When Alex Meyer steps to the mound Friday night to face Georgia, he probably will be making his final career home appearance for the Kentucky Wildcats.
The 6-foot-9, 220-pound right-hander is a junior, making him draft-eligible for the first time since graduating from high school.
Committed to play for UK, Meyer nevertheless had his name called in the 20th round of the 2008 draft. The Boston Red Sox took a shot, hoping to lure him with a reported offer of $2.2 million.
When next month's draft takes place, "I certainly can't imagine him getting out of the first round," UK Coach Gary Henderson said.
Meyer says there's always a chance he could return for his senior year. However, that may be posturing-for-negotiations talking.
Baseball America rated him in the pre-season as the 21st-best prospect in the NCAA and fifth-best in the Southeastern Conference.
After this weekend's series against Georgia, UK will close its home schedule Tuesday against Western Kentucky. Meyer's final start is scheduled Thursday at Florida.
Armed with a fastball that has touched 100 mph, a curve ball that may be the best in the SEC and a developing change-up, Meyer is riding the best four-game stretch in his career — 321⁄3 innings, eight earned runs, 32 strikeouts at Mississippi and LSU, and complete-game home victories over Arkansas and No. 1-ranked Vanderbilt.
"Just command of my pitches," Meyer said of his current groove. "I've been confident, being able to mix in anything at any time here lately. And I've had great defense played behind me."

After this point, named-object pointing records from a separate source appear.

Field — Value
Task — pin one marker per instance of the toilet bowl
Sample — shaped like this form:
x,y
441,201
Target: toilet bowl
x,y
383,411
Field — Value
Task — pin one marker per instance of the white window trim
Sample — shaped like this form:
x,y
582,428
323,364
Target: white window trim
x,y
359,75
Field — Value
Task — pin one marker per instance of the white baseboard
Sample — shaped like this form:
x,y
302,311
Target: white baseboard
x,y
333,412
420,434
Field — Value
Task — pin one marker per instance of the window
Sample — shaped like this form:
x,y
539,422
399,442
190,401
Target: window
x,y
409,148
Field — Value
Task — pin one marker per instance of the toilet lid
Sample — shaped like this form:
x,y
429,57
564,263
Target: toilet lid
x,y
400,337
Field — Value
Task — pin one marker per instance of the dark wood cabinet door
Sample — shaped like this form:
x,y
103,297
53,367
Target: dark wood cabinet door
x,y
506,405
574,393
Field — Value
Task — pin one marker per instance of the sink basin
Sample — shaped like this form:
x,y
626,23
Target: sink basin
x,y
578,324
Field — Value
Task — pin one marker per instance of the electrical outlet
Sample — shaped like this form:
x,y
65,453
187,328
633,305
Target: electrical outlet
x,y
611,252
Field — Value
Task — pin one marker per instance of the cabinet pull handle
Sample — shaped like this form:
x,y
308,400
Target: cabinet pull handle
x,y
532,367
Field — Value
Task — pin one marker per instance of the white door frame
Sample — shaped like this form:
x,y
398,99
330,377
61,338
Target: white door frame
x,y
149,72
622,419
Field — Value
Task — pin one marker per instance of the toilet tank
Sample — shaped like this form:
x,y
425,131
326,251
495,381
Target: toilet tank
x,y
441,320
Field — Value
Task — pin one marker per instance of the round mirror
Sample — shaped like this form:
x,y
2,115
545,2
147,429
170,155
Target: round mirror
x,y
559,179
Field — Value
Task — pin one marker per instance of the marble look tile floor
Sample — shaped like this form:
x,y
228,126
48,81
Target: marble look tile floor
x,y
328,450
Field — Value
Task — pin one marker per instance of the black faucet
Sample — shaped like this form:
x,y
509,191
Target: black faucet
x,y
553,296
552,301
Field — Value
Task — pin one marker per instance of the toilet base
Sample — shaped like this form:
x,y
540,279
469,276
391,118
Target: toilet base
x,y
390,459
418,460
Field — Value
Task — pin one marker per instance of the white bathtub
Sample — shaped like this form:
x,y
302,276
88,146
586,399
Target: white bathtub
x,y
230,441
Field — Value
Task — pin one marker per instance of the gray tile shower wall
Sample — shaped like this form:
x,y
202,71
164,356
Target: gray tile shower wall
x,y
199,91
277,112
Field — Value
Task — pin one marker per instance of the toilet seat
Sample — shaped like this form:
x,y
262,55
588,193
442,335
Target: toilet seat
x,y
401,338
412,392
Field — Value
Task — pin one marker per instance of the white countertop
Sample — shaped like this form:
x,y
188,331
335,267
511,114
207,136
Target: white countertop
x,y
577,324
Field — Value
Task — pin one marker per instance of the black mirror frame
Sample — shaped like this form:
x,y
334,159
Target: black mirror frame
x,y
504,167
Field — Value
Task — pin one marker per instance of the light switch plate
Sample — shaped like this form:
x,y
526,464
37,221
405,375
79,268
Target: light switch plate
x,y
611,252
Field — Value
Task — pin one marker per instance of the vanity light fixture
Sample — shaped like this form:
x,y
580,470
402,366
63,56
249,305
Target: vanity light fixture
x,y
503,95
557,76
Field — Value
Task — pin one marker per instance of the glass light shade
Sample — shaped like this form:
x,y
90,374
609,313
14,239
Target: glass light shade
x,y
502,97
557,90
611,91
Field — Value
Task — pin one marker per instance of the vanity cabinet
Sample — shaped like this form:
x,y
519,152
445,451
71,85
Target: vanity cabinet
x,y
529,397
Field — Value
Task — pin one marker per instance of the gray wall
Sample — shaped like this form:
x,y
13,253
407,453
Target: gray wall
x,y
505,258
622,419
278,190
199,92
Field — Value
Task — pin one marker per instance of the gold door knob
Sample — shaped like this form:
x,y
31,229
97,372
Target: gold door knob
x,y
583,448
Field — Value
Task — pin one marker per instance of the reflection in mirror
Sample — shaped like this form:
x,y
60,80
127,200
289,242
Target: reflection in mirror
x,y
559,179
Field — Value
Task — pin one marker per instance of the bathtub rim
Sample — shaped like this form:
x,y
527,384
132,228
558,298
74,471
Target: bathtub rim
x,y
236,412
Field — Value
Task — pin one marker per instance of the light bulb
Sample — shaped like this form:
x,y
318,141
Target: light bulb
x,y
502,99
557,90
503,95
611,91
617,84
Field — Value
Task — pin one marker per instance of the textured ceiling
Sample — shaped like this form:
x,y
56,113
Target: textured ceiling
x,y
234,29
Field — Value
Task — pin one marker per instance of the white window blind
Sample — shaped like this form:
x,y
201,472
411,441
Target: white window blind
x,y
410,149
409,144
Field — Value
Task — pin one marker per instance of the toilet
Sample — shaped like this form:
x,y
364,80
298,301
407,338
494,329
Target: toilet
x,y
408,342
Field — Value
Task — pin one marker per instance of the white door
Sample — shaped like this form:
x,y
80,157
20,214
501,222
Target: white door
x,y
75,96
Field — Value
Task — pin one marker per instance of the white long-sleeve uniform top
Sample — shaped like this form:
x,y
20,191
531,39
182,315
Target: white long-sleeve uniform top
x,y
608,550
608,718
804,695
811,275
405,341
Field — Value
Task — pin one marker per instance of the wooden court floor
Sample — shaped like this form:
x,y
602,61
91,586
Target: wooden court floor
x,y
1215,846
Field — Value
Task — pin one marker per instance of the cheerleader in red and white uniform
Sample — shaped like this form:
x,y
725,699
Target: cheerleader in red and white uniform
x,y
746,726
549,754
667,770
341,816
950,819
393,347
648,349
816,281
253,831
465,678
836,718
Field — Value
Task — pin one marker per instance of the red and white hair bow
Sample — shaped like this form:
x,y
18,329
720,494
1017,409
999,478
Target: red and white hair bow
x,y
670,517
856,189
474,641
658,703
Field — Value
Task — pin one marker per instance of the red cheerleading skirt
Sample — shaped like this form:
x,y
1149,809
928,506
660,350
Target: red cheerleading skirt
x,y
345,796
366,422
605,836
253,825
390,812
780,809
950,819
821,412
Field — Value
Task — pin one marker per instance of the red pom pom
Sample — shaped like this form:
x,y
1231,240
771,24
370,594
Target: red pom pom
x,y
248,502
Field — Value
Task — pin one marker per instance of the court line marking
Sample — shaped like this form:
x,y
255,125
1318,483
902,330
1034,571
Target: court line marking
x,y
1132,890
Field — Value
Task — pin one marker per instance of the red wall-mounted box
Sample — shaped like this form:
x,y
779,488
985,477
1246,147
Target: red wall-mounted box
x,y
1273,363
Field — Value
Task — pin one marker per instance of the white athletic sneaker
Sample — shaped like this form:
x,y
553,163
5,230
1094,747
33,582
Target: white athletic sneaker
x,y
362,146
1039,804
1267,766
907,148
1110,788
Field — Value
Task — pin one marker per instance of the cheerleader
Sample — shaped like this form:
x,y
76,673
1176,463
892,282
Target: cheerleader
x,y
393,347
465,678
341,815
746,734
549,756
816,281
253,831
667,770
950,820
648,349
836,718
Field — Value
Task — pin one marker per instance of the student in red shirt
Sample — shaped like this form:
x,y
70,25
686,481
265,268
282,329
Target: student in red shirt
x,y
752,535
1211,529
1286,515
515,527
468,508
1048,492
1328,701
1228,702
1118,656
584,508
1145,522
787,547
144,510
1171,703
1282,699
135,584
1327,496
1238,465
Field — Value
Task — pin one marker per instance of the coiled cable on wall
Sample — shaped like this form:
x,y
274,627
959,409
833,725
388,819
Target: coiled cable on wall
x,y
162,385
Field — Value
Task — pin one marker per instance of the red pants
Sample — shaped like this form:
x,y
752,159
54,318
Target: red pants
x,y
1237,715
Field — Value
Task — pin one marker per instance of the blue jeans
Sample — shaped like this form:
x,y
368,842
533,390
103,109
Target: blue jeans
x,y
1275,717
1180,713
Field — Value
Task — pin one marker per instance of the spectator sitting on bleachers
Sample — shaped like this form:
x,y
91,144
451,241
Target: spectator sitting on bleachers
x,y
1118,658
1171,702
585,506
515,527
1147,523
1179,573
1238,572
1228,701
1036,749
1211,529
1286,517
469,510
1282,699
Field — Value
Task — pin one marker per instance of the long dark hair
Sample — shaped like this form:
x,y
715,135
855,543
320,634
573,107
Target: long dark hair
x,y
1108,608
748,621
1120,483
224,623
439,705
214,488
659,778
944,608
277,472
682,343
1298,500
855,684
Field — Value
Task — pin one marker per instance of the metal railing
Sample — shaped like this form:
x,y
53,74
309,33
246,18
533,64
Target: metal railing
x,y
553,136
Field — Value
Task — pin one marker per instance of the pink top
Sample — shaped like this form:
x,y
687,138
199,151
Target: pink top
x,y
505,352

Meyer, 21, came from Greensburg, Ind., as arguably UK's most highly recruited prospect ever. A high school All-American, Indiana Mr. Baseball and named Indiana Player of the Year by both Gatorade and Louisville Slugger, he was rated by Baseball America as the No. 5 high school prospect in the nation. As a senior, he was 8-0 with a 0.95 ERA and 108 strikeouts over 51 innings.
Thanks to his teammates, he said, he doesn't second- guess his decision to delay turning pro.
"It was the best decision I've made in my life," Meyer said. "I met some great people here, and I would have never met these guys. It's been a great experience for me. ... Absolutely, I made the right decision."
Meyer's respect for teammates flows both ways, Henderson said.
"He's been in an environment where people care about him," Henderson said. "He is an A-plus teammate and, I think if you're that type of person, you tend to get that in return."
With 239 strikeouts, Meyer recently passed Joe Blanton (231) for sixth on UK's career list. With 10 strikeouts in each of his last two starts, he would pass Scott Smith (242) and tie Brandon Webb for fourth on the UK list.
"One of the things that he has done consistently is work extremely hard," Henderson said. "He accepts responsibility. He's accountable for everything that happens. He's a very good listener. You put those things together over time and you tend to get better."
Yet, there have been growing pains along the route.
Meyer went 1-4 with a 5.73 ERA as a freshman. He struck out 80, but also walked 45.
As a sophomore, Meyer was out of the lineup for three weeks because of mononucleosis. He went 5-3 with a 7.06 ERA, 63 strikeouts and 36 walks.
This season, he is 5-5 with a 2.98 ERA, and an SEC-leading 96 strikeouts, with 39 walks.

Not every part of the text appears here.